Effect of omeprazole and sucralfate on gastrointestinal injury in a fasting/NSAID model

Equine Vet J. 2021 Oct 31. doi: 10.1111/evj.13534. Online ahead of print.

Abstract

Background: Equine gastric ulcer syndrome (EGUS) is a common and significant cause of morbidity in horses, with a range of clinical signs, including inappetence, colic and poor performance. Hospitalised horses are exposed to factors that may induce EGUS, including fasting and nonsteroidal anti-inflammatory drug (NSAID) administration, and may be at risk for development of squamous (ESGD) and glandular gastric disease (EGGD). Prophylactic anti-ulcer medication is often prescribed for these patients, but drug selection is complicated by different aetiology and response to treatment of ESGD and EGGD.

Objectives: To establish the efficacy of sucralfate or omeprazole used prophylactically in horses exposed to a combined feed-fast and NSAID administration EGUS induction protocol.

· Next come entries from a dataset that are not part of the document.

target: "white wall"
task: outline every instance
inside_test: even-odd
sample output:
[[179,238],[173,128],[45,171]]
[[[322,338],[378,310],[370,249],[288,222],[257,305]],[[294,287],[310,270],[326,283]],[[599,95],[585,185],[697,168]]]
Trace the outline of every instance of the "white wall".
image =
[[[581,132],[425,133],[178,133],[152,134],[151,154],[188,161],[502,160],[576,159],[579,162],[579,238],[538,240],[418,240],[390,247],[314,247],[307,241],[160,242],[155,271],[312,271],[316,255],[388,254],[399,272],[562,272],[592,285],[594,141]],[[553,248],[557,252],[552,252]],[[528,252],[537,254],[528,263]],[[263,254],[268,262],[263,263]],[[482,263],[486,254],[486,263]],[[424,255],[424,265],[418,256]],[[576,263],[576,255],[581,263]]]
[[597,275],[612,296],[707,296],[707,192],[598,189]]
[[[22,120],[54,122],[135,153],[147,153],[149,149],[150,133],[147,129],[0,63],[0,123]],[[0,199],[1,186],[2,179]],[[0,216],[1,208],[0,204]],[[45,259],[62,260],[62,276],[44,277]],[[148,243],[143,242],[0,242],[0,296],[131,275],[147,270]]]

We hypothesised that these drugs would be equally effective for prevention of gastric lesions in the experimental cohort.

Study design: Randomised crossover experimental design.

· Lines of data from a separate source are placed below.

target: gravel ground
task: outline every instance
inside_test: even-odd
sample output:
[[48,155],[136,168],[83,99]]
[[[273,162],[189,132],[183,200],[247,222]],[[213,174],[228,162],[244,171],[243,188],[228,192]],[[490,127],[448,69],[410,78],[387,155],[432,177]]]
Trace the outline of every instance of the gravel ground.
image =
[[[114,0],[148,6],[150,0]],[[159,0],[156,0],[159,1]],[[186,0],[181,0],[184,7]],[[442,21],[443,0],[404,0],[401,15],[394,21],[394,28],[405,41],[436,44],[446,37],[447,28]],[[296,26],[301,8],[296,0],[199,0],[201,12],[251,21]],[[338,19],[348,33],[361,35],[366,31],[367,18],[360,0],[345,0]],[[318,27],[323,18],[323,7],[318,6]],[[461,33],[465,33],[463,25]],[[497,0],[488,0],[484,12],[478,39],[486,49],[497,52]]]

Methods: Horses (n = 14) received either omeprazole (1 mg/kg PO q24h) or sucralfate (20 mg/kg PO q8h) while undergoing the feed-fast/NSAID protocol, allowed an 8-week washout period, and then administered the alternate treatment. Serial gastroscopy, ultrasound and haematology documented treatment effects.

Results: ESGD and EGGD score increased over time under both treatments. There was a significant effect of treatment on EGGD scores (P < .001), with post-treatment EGGD scores higher for horses receiving sucralfate (median 3; IQR 2.25,3) than omeprazole (1; 1,1). The effect of treatment on ESGD scores just achieved significance (P = .05), with post-treatment ESGD scores higher for sucralfate (4; 3,4) than omeprazole (2; 2,3).

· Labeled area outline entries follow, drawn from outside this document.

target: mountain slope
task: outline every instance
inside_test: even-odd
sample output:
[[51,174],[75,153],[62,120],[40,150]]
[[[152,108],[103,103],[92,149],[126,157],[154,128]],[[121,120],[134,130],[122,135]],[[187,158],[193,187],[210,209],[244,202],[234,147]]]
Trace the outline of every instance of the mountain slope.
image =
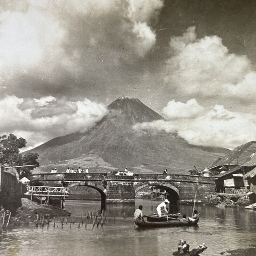
[[256,141],[252,141],[237,146],[229,154],[212,165],[225,164],[240,165],[251,159],[250,156],[254,152],[256,152]]
[[[138,133],[133,129],[136,122],[163,118],[137,98],[122,97],[108,109],[109,113],[86,132],[55,138],[30,152],[39,154],[40,163],[65,161],[66,167],[71,162],[82,165],[85,162],[82,158],[90,155],[112,168],[155,171],[167,168],[172,172],[185,173],[193,165],[203,168],[229,152],[221,148],[192,145],[176,134]],[[75,160],[77,158],[79,161]],[[89,162],[87,165],[93,168]]]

Main limitations: This study was performed in healthy horses, and response to treatment may differ in horses with clinical illness. Additional investigation in a larger population may be required to detect significant differences in other clinical parameters.

Conclusions: Omeprazole was superior to sucralfate for mitigating gastric lesion severity in healthy horses exposed to a feed-fast/NSAID model.

Keywords: equine gastric ulcer syndrome (EGUS); equine glandular gastric disease (EGGD); equine squamous gastric disease (ESGD); gastroprotectant; horse; nonsteroidal anti-inflammatory drug (NSAID); proton pump inhibitor (PPI).